Allegedly, the defendants knowingly submitted 503 false claims for government payment of services performed by Laurel while she was “out of the country and on cruises in Mexico, Jamaica, Aruba, and the Bahamas between July 2019 and March 2024.”
Consistent with the Department of Justice’s priority of eliminating fraud, waste, and abuse in federal programs, U.S. Attorney Heekin said, “I am incredibly proud of the great work by my office to recover these U.S. taxpayer monies that were improperly paid out for false claims submitted by this physical therapy practice…my office will continue to zealously pursue any person or business who tries to rip off the U.S. Government and steal from the U.S. taxpayer.”

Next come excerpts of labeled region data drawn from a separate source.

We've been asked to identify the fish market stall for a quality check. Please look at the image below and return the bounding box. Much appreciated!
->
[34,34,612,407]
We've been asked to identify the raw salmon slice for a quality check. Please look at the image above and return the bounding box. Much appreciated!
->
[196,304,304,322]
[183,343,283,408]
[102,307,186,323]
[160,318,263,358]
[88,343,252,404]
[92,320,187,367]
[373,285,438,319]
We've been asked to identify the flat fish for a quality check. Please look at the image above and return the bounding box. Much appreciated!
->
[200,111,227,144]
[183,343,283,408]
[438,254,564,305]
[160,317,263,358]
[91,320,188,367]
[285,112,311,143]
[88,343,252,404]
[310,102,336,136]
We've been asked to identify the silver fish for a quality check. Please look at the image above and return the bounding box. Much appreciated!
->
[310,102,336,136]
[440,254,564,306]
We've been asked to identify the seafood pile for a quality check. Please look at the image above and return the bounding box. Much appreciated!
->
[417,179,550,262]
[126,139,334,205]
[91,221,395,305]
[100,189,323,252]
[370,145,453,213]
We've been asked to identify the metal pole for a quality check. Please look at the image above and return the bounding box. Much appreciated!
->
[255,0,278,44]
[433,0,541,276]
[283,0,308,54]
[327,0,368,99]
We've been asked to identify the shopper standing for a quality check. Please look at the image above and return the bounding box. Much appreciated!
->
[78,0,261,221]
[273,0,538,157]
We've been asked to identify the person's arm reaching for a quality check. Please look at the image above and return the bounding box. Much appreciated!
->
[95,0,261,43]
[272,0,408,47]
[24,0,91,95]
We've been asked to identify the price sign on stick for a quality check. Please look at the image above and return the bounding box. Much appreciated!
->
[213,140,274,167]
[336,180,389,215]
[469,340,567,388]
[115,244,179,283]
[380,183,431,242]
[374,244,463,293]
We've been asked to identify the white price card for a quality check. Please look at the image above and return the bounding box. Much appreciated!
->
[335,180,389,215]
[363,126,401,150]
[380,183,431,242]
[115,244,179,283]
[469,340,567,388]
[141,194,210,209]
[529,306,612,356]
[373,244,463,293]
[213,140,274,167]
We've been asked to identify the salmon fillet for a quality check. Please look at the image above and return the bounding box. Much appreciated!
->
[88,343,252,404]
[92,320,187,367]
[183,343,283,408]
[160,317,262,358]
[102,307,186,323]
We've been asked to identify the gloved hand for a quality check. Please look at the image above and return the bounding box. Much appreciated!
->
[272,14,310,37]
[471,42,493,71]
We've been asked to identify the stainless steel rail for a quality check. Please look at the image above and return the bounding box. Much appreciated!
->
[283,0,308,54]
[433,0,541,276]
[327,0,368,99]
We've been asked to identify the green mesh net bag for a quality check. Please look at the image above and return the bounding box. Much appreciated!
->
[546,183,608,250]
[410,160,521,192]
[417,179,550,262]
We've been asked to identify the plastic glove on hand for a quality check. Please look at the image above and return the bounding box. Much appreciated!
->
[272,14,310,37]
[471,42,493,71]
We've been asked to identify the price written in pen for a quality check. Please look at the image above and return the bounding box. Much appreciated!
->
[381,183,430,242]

The settlement resulted from a qui tam whistleblower lawsuit initiated by Ariel Bowen, a former employee. Qui tam provisions in the False Claim Act enable citizens to file lawsuits on behalf of the government based on knowledge of instances of government fraud, and whistleblowers are eligible for 15% to 30% of the government’s award. Ms. Bowen will receive $150,944.58 from her contribution to the investigation.
Additionally, the settlement included non-monetary terms. These terms put in place systems and training to prevent the defendants from further FCA violations and require periodic reports to the government. Failure to comply with these terms will result in additional penalties.
Acting Special Agent in Charge of the Office of Inspector General, Ricardo M. Carcas, said, “Submitting claims for services that could not have been performed is a blatant abuse of federal health care programs and undermines the trust patients place in the system. Today’s resolution reflects our commitment to working with our law enforcement partners to safeguard taxpayer funds and ensure accountability for those who knowingly submit false claims.”
The claims resolved by the settlement are allegations only, and there has been no determination of the defendants’ liability.